GNOME Bugzilla – Bug 322713
Window maximize horizontal / vertical toggle keyboard shortcuts
Last modified: 2005-11-29 03:21:02 UTC
It would be most helpfull if you could include the ability to toggle windows from their current size to maximized verticaly or horizontaly and back via keyboard shortcuts. I've been using this feature for several years with the sawfish wm. I'm a systems admin with several Unix stations to monitor and tweak. There are times when I have four desktops open with at least four terminals each. when chcking log files or generating reports. The text can get quite long, so I see the entire line. When I'm writing scripts I use a verticaly maxized window and use the \ continuation to keep the code readable. The less my hands have to leave the keyboard to reach for the mouse and drag windows sizes, the faster I can work. I have been rebuilding and re-installing sawfish since you changed. I've upgraded my hardware and OS to 64 bit. Since then I cannot seem to get sawfish to work properly. I don't want to switch window managers, I've become so accustomed to Gnome I don't like anything else I've tried. Thank You in advance, Mike Hahn
Good news: this was already added recently. :-) (Though it's only in the development releases, metacity >= 2.13.2). *** This bug has been marked as a duplicate of 113601 ***
You guys ROCK!!!!
Oh yea, Do you need testers for this. I've been running linux for about 10 years, Unix since '89. Just let me know the format you want to see bug reports, etc... in. I be more than happy to help. I'm runnig Mandriva 2006 x86_64, so I'd also need to know what else I'd need to download to compile it.

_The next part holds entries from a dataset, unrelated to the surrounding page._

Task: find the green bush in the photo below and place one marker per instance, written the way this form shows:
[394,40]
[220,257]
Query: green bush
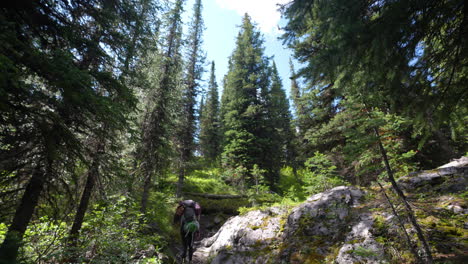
[322,174]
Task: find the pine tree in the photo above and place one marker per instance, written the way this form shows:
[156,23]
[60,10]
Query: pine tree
[210,140]
[244,103]
[163,78]
[100,152]
[52,90]
[279,120]
[186,133]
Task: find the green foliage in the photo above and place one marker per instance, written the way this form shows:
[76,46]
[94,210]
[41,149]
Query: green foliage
[290,184]
[410,70]
[207,181]
[321,175]
[363,252]
[254,112]
[113,233]
[210,126]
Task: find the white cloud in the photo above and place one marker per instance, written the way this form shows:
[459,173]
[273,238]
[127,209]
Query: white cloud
[264,12]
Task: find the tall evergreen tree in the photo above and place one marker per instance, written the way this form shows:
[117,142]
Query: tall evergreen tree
[210,141]
[52,90]
[99,147]
[279,120]
[244,102]
[186,133]
[163,77]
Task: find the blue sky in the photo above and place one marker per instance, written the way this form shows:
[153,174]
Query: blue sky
[222,18]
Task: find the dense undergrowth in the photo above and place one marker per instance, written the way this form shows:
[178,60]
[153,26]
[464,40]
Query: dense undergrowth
[114,230]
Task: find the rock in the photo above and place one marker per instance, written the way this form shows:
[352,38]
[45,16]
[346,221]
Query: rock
[336,227]
[218,219]
[443,180]
[256,236]
[360,246]
[461,162]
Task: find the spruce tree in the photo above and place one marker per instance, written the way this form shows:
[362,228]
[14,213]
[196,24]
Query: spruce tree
[54,94]
[279,122]
[209,121]
[163,78]
[186,129]
[244,103]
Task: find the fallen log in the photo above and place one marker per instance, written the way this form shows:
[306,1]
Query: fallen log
[216,196]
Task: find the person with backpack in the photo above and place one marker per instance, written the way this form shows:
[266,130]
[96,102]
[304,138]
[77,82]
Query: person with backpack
[188,214]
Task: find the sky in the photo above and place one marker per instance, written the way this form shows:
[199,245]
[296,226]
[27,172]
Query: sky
[222,19]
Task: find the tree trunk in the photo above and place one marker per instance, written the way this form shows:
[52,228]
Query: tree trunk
[145,195]
[84,202]
[402,196]
[400,223]
[24,213]
[180,182]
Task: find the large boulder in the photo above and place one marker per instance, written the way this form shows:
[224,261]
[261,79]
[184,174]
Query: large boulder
[307,233]
[345,225]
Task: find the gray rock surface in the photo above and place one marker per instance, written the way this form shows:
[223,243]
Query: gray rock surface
[335,226]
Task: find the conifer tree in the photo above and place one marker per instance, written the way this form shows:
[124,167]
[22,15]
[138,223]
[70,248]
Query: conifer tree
[244,103]
[186,129]
[52,90]
[163,77]
[279,121]
[210,140]
[99,148]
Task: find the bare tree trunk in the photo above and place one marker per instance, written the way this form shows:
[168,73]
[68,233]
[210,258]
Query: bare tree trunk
[145,195]
[23,215]
[400,223]
[93,175]
[402,196]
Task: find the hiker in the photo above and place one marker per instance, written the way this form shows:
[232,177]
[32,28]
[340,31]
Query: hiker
[188,213]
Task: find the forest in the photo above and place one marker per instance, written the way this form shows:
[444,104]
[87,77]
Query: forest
[110,114]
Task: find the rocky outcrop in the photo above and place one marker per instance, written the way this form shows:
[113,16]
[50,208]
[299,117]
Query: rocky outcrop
[345,225]
[307,232]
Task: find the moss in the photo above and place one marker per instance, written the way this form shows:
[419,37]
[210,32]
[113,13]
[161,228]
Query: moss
[363,252]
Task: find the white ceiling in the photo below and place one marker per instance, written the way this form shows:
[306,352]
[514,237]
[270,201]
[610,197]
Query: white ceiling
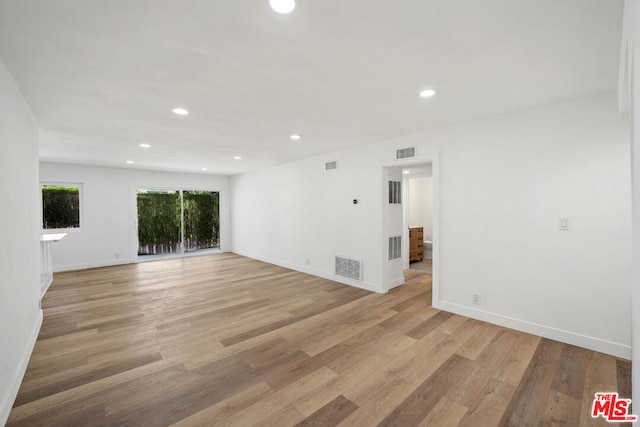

Well, uh, since we already have a bugzilla module it seems to make sense to use it for bug reports... Sorry, I couldn't resist. ;-) You should be able to build and run metacity with the gnome development libraries from your distro (e.g. gtk2-devel, glib-devel, or whatever Mandriva calls them), assuming your distro ships with gtk+>=2.6 (as seems reasonable) -- we don't have dependencies on anything very new like gtk+-2.9 or gconf-2.13 or anything like that. If you want, you could also compile all of the development versions of all Gnome programs using jhbuild. It'd be more work, but you'd get to test out a lot more stuff, which is always appreciated. Anyway, it's up to what you want.